24-10-2018

The Dive – War is a culture

By

    Israeli Yona Rozenkier’s semi-autobiographical first feature is a take on culture of violence, militarism, and masculinity - not necessarily limited to the director’s home country. Having debuted in Locarno, The Dive follows three brothers reunited for their father’s funeral and their different approach to military service in the early days of the 2006 Lebanon War. A family drama borrowing from the western genre, the film never really comments on the military actions of Israel, but rather keeps the focus on the soldiers’ perspective, dealing with topics of PTSD, and the cultural impact of the conflict.

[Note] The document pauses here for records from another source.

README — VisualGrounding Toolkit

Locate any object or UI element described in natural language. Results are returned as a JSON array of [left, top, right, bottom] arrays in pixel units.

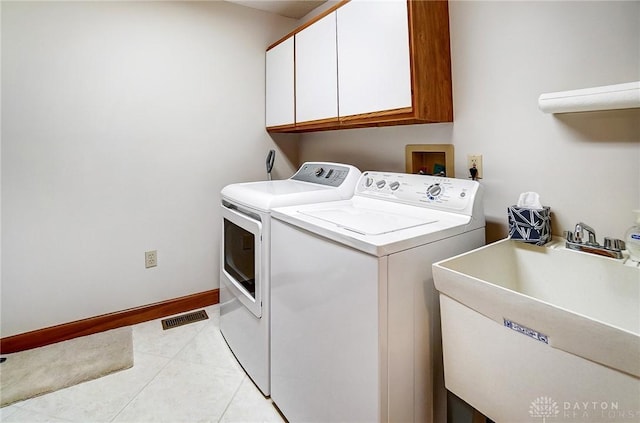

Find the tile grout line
[[216, 375, 248, 423], [107, 320, 196, 423], [7, 403, 75, 423], [108, 359, 171, 423], [109, 311, 220, 422]]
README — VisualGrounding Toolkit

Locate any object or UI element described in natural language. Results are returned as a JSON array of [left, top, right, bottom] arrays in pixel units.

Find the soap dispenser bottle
[[625, 210, 640, 261]]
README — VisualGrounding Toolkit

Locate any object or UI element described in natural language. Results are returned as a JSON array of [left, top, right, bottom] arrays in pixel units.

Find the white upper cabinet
[[337, 0, 411, 118], [266, 37, 294, 128], [296, 11, 338, 124], [266, 1, 453, 133]]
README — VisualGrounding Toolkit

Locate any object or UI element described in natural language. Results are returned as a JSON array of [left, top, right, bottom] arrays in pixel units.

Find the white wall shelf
[[538, 81, 640, 114]]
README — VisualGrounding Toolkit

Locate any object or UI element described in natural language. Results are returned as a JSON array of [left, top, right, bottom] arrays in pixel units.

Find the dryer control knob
[[314, 167, 325, 177], [365, 177, 374, 187], [376, 180, 386, 189], [389, 181, 400, 191]]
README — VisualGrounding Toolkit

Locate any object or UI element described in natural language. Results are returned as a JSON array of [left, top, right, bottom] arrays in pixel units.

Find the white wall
[[1, 1, 299, 337], [299, 0, 640, 242]]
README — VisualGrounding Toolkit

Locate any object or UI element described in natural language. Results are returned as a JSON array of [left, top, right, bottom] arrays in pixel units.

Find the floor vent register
[[161, 310, 209, 330]]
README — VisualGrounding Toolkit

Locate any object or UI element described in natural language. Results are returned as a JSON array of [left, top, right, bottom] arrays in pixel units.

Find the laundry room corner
[[0, 0, 300, 340]]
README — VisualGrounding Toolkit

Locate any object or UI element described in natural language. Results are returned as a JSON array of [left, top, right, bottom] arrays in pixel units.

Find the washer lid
[[271, 196, 482, 257], [299, 205, 437, 235]]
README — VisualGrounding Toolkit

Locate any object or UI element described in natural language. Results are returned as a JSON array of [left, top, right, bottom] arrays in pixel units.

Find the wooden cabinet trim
[[267, 1, 349, 51], [408, 0, 453, 122], [339, 107, 414, 123], [266, 122, 297, 132]]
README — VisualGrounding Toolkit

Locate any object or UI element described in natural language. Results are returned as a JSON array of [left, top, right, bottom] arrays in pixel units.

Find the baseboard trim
[[0, 289, 219, 354]]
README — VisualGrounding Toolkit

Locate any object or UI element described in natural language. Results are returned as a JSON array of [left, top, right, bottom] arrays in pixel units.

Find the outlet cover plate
[[145, 250, 157, 268], [467, 154, 483, 179]]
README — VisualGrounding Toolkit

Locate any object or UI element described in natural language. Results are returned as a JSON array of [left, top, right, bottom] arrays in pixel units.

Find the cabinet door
[[266, 37, 294, 127], [337, 0, 411, 118], [295, 11, 338, 123]]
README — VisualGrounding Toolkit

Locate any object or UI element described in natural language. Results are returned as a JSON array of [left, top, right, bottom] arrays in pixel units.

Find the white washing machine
[[270, 171, 485, 423], [220, 162, 361, 396]]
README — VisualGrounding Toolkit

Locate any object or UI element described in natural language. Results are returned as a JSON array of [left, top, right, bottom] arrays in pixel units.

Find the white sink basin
[[433, 238, 640, 422]]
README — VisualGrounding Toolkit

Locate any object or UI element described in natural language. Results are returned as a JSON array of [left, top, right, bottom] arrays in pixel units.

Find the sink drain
[[161, 310, 209, 330]]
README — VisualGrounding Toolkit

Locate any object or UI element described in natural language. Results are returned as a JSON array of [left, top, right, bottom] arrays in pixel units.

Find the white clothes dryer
[[269, 171, 485, 423], [220, 162, 360, 396]]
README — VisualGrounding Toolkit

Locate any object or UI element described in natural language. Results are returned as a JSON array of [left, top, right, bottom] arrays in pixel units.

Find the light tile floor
[[1, 305, 285, 423]]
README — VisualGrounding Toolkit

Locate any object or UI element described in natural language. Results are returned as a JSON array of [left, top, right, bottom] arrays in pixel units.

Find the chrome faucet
[[573, 222, 597, 245], [565, 222, 625, 259]]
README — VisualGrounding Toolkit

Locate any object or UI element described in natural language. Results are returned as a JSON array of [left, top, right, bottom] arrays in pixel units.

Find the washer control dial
[[427, 183, 443, 200], [389, 181, 400, 191], [314, 167, 325, 177], [376, 180, 386, 189], [365, 177, 374, 187]]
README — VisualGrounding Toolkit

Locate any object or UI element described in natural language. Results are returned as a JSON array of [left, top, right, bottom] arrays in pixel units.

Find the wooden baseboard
[[0, 289, 219, 354]]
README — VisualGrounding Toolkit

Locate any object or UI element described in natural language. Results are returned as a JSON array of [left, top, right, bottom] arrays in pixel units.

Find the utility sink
[[433, 238, 640, 422]]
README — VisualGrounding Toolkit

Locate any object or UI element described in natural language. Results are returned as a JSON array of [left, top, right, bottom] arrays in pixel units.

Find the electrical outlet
[[467, 154, 483, 180], [145, 250, 157, 268]]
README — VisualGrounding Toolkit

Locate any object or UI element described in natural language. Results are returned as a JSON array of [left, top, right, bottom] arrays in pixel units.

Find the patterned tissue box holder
[[507, 206, 551, 246]]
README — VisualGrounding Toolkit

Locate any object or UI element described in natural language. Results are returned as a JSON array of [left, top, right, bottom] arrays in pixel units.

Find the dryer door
[[221, 203, 263, 318]]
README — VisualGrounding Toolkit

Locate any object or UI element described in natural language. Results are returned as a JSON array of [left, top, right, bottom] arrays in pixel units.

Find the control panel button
[[325, 169, 334, 178], [376, 180, 386, 189], [389, 181, 400, 191]]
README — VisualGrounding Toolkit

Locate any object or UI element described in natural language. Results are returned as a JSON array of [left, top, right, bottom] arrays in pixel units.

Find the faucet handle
[[604, 237, 625, 251], [564, 231, 575, 242]]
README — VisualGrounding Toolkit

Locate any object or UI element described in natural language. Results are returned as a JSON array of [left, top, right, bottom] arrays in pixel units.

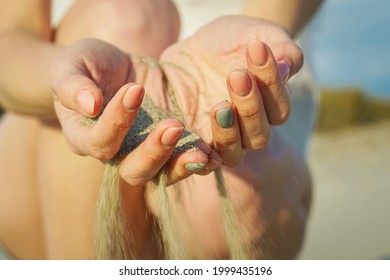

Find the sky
[[305, 0, 390, 99]]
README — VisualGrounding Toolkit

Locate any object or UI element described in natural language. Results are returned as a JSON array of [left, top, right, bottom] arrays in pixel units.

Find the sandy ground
[[298, 120, 390, 259]]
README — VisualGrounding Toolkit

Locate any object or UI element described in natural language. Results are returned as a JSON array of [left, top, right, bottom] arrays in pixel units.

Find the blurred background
[[297, 0, 390, 259]]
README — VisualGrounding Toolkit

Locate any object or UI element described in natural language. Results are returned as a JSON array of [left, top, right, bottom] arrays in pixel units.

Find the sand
[[298, 120, 390, 259]]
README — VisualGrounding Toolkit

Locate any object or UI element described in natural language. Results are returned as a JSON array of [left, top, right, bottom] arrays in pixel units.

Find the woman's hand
[[160, 15, 303, 166], [50, 15, 304, 184], [50, 38, 221, 186], [50, 38, 134, 158]]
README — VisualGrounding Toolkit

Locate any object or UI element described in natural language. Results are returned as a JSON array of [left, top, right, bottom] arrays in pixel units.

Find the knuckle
[[106, 117, 132, 133], [268, 103, 291, 125], [120, 171, 148, 186], [145, 151, 169, 167], [89, 144, 117, 161], [257, 72, 280, 89], [250, 138, 269, 150], [220, 137, 240, 147], [119, 159, 154, 186], [238, 105, 261, 120], [244, 131, 271, 150], [214, 130, 240, 147], [223, 154, 244, 168], [252, 139, 269, 150]]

    The Dive is set in a nearly empty kibbutz, with only a couple of families left, and around the vast deserted lands nearby. Here arrives a solitary hero with a nebulous past, Yoav, to bury the father who always found him a disappointment. Having lost touch with his family for years, he is reunited with Itai (played by the director himself), a rather bitter but proud brother, and Avishai, the youngest sibling about to be shipped off to war after only a few days of training. The cleverly structured script gradually adds layers to the conflict between Yoav and Itai, but it seems to always circle back and return to the issue of fighting for one’s country. Itai finds it a duty, while Yoav doesn’t see any value in it anymore. We never really learn what happened to Yoav during his previous deployment, but his anxiety attacks are telling, as are his attempts to persuade the youngest, scared brother not to return to his unit.

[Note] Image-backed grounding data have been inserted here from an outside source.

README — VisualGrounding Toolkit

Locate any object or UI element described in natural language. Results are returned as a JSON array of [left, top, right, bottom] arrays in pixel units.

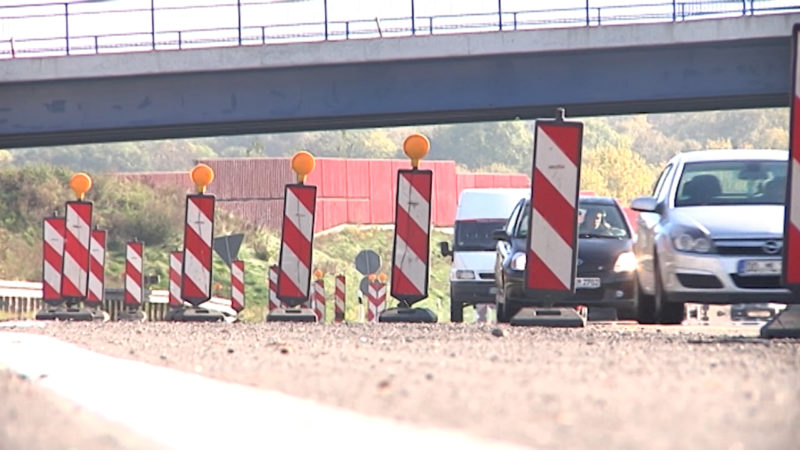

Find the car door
[[635, 163, 675, 294]]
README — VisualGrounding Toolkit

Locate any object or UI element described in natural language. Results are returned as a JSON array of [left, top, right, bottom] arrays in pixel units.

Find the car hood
[[510, 237, 632, 273], [576, 238, 632, 273], [670, 205, 784, 239], [453, 250, 496, 273]]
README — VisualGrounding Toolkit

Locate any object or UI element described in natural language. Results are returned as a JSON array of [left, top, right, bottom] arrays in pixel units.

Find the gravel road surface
[[2, 321, 798, 450]]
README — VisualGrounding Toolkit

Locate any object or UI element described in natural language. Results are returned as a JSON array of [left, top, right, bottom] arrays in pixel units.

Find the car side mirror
[[630, 196, 658, 213], [491, 229, 508, 241], [439, 241, 452, 257]]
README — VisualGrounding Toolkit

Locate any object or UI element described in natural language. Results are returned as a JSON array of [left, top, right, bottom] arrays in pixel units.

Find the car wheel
[[654, 253, 685, 325], [450, 299, 463, 323], [636, 273, 656, 324]]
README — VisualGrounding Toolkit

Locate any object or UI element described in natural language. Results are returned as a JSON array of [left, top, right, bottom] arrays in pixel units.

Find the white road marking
[[0, 333, 522, 450]]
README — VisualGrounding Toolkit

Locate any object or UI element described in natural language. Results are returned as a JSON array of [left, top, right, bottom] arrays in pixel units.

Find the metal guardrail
[[0, 1, 798, 59]]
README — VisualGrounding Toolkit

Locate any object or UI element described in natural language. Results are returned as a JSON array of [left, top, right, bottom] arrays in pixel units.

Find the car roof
[[669, 149, 788, 164], [524, 195, 618, 206]]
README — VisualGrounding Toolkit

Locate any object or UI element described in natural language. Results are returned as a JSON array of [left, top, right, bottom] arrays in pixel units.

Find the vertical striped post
[[268, 265, 281, 311], [525, 112, 583, 299], [231, 260, 245, 313], [784, 24, 800, 290], [391, 169, 433, 307], [125, 240, 144, 308], [277, 184, 317, 307], [334, 275, 345, 323], [181, 194, 215, 306], [86, 228, 106, 305], [168, 251, 183, 308], [61, 201, 92, 301], [367, 281, 387, 323], [313, 278, 325, 322], [42, 215, 65, 305]]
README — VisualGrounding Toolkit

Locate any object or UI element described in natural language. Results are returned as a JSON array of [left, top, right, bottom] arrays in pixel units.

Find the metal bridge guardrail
[[1, 0, 798, 59]]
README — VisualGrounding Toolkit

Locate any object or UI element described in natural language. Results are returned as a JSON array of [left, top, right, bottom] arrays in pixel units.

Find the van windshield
[[454, 220, 506, 251]]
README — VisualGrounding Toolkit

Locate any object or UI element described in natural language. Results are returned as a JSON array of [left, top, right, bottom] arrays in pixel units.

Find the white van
[[439, 188, 529, 322]]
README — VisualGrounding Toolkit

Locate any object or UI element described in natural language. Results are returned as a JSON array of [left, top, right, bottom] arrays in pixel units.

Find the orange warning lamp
[[403, 134, 430, 169], [190, 163, 215, 194], [314, 269, 324, 279], [378, 273, 388, 283], [70, 173, 92, 201], [291, 151, 316, 184], [368, 273, 377, 282]]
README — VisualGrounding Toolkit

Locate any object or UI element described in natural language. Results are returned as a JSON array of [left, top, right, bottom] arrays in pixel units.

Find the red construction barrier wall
[[123, 157, 537, 232]]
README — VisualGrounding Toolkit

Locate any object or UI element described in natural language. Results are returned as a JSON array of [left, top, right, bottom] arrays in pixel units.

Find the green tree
[[429, 121, 531, 171]]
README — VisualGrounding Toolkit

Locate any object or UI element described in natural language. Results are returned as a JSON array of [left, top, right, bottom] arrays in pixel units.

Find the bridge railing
[[1, 0, 798, 59]]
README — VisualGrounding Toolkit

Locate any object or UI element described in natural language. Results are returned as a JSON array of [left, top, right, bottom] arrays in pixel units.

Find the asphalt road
[[1, 320, 798, 450]]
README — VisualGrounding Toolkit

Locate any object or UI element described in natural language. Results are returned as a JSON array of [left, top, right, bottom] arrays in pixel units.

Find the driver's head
[[592, 210, 605, 228]]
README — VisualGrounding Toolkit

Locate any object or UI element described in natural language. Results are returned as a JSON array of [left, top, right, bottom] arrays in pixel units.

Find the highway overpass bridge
[[0, 13, 798, 149]]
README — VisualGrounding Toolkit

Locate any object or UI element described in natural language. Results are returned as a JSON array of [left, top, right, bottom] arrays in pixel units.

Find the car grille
[[478, 273, 495, 280], [676, 274, 723, 289], [714, 239, 783, 256], [730, 275, 783, 289]]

    The film shows us how violence and militarism are embedded in our culture. More often than not, issues between the brothers turn into some form of aggression, like in the scene set in the old ruins of a building where Itai ‘kills’ Yoav with a paintball gun, or during their war-like hunting expeditions on the trail of a wild animal. The film suggests we are so used to various forms of aggression in our culture – even in ‘innocent’ games – that we can’t see how they are connected to those horrors of war that we are always quick to condemn. In the most explicit (and somewhat in-your-face) condemnation of (pop)culture, Yoav looks at a poster of Clint Eastwood in ‘western hero’ mode before concluding, “This is all your fault.”

    Such a stand makes the film rather universal – it focuses on a soldier who is pushed into the service (because it’s patriotic, or manly, or just right) and on a society in which this common occurrence is deeply ingrained. At the same time, the Israeli setting, with its own specific history of military service, can’t be ignored, though the film never tackles the merits of the ongoing Lebanese War. It rather shows how military service and the constant threat of war influence relations within the family and in day-to-day life. Yoav had to run away from his family and from the military culture it represents, refusing to forgive his father even after his death. And apart from its bursts of violence, the film also shows us inconspicuous details about living as part of such a culture: characters carrying weapons, often advanced automatic ones, way too often; or being so used to a state of war that they can only resort to making cynical jokes about it.

    Far from being a pacifist pamphlet, The Dive dissects a culture that takes violence as the norm. And with Yoav abandoning his family even in times of need, it questions his moral compass while refraining from portraying him as a flawless hero. This is another moment that suggests the complexity of the problem and the impossibility of easy answers – which the film never provides.